Giovanna D’Amico, Gaetano Mosè e Giuseppe Martino

di Sostine Cannata

Presentiamo qui una vecchia intervista all’ex aviere Gaetano Mosè, un IMI, ovvero uno delle centinaia di migliai di internati militari italiani, che – per aver scelto di non combattere nelle file nazi-fasciste dopo l’8 settembre 1943, o semplicemente per essere stati soldati italiani, quindi, considerati dai tedeschi comunque traditori già dal giorno seguente l’armistizio – sono stati deportati e internati nelle centinaia di campi di concentramento nazi-fascisti a tal uopo creati.

Gaetano Mosè viene qui intervistato dalla storica Giovanna D’Amico, in un incontro tenutosi nei primi anni novanta presso l’Istituto Professionale di Stato “E. Majorana” di Messina. All’incontro, organizzato dallo storico e insegnante dell’Istituto Giuseppe Martino e con la partecipazione del compianto Giovanni Raffaele, professore di storia moderna all’Università di Messina, hanno preso parte un centinaio di studenti di allora del Majorana nel Giorno della Memoria.

Giovanni Raffaele e Giuseppe Martino

Quella di Gaetano Mosè è una storia qui raccontata in pubblico per la prima volta, perchè, come avrà modo di confermare Giovanni Raffaele nel video, nei decenni che hanno seguito la Seconda Guerra Mondiale, non si aveva tanta voglia di sentir parlare delle sofferenze e delle ingiustizie patite nella guerra. Tra chi aveva subìto le angherie dei fascisti e/o dei nazisti e chi era rimasto a casa si è, in qualche modo, creato un vuoto pneumatico attraverso il quale il diritto di raccontare e di essere ascoltati si è trasformato in una sorta di rimozione collettiva, funzionale al boom economico e agli equilibri della guerra fredda. La stessa sorte, per molti anni, è toccata anche ai superstiti dei campi di sterminio, le cui memorie hanno trovato veri e propri muri attraverso cui essere ascoltate.

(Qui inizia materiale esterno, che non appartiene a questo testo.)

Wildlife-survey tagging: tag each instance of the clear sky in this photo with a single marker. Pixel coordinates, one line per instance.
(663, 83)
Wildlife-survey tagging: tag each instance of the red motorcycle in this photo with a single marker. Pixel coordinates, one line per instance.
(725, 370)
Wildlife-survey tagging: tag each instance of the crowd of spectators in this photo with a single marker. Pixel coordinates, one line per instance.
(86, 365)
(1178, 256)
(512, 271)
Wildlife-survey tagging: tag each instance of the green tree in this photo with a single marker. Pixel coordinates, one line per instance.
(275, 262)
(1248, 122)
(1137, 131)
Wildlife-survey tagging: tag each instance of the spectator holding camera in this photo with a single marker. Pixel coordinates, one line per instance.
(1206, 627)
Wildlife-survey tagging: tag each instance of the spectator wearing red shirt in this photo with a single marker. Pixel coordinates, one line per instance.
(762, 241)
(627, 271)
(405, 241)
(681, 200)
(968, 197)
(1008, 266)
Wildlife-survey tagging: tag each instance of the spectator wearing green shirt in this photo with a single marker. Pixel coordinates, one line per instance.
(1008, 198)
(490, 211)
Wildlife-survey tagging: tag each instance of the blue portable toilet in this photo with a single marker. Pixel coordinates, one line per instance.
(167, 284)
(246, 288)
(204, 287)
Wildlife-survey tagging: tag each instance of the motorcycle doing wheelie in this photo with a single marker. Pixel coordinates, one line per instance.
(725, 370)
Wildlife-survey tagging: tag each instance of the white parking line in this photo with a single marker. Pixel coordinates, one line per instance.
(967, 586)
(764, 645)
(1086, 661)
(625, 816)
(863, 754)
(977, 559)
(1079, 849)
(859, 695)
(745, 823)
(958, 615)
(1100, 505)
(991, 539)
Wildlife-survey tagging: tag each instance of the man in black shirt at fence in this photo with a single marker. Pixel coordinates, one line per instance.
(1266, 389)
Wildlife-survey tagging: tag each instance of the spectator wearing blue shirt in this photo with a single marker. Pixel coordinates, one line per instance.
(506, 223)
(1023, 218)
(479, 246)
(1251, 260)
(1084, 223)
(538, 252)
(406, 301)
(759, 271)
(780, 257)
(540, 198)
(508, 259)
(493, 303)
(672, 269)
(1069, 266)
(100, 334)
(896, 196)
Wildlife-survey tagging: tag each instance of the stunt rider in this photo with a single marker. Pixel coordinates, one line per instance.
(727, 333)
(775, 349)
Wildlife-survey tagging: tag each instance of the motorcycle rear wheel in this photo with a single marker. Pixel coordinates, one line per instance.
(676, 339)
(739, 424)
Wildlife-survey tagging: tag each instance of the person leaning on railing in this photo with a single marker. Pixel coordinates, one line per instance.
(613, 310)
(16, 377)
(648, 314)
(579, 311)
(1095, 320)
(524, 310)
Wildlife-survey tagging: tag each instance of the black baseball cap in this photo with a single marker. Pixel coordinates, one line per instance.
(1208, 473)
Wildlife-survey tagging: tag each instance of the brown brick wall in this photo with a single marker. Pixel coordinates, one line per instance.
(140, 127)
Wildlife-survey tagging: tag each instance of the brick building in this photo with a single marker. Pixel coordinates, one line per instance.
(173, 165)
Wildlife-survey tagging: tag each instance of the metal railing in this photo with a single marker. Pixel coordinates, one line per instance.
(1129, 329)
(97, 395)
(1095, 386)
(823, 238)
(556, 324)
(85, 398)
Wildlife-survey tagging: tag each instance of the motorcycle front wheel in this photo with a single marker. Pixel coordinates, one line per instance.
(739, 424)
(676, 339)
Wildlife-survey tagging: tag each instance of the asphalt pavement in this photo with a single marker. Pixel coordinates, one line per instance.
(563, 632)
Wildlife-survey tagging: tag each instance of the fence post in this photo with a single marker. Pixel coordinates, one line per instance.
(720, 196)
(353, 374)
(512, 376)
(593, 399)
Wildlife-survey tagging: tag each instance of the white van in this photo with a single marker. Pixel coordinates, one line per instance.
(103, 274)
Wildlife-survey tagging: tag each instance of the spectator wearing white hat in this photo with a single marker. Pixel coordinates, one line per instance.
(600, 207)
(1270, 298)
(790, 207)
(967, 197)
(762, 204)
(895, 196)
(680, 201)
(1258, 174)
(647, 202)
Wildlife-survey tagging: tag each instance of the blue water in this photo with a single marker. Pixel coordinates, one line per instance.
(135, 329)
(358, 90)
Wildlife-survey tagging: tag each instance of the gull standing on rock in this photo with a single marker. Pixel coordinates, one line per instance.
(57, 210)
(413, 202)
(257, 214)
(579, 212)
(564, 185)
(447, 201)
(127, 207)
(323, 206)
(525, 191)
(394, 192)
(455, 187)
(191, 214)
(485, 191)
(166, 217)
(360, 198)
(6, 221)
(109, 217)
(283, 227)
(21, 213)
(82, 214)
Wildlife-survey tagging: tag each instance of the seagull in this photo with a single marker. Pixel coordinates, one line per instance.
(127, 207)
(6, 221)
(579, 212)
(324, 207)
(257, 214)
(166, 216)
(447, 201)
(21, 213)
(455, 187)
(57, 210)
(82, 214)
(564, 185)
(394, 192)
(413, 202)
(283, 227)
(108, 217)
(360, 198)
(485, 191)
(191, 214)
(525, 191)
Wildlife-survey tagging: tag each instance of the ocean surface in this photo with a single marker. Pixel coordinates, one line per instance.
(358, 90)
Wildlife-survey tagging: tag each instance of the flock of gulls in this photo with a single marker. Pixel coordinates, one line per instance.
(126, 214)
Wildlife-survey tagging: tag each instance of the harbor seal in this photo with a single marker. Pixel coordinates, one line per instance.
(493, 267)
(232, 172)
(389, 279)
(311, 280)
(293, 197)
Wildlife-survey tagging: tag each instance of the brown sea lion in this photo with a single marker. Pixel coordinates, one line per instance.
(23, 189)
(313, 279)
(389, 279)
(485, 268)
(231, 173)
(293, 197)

Le tragedie della Seconda Guerra Mondiale sono rimaste marginalizzati all’interesse degli addetti ai lavori, gli storici. Questa rimozione collettiva e il mancato processo di analisi dei fatti hanno portato ad un’auto assoluzione dalle responsabilità italiane, fino a portarci ad auto-definirci “Italiani, brava gente!” e, oggi ad essere di nuovo esposti a rigurgiti nazisti e fascisti che sfrontatamente minacciano le libertà e i diritti costituzionalmente riconosciuti.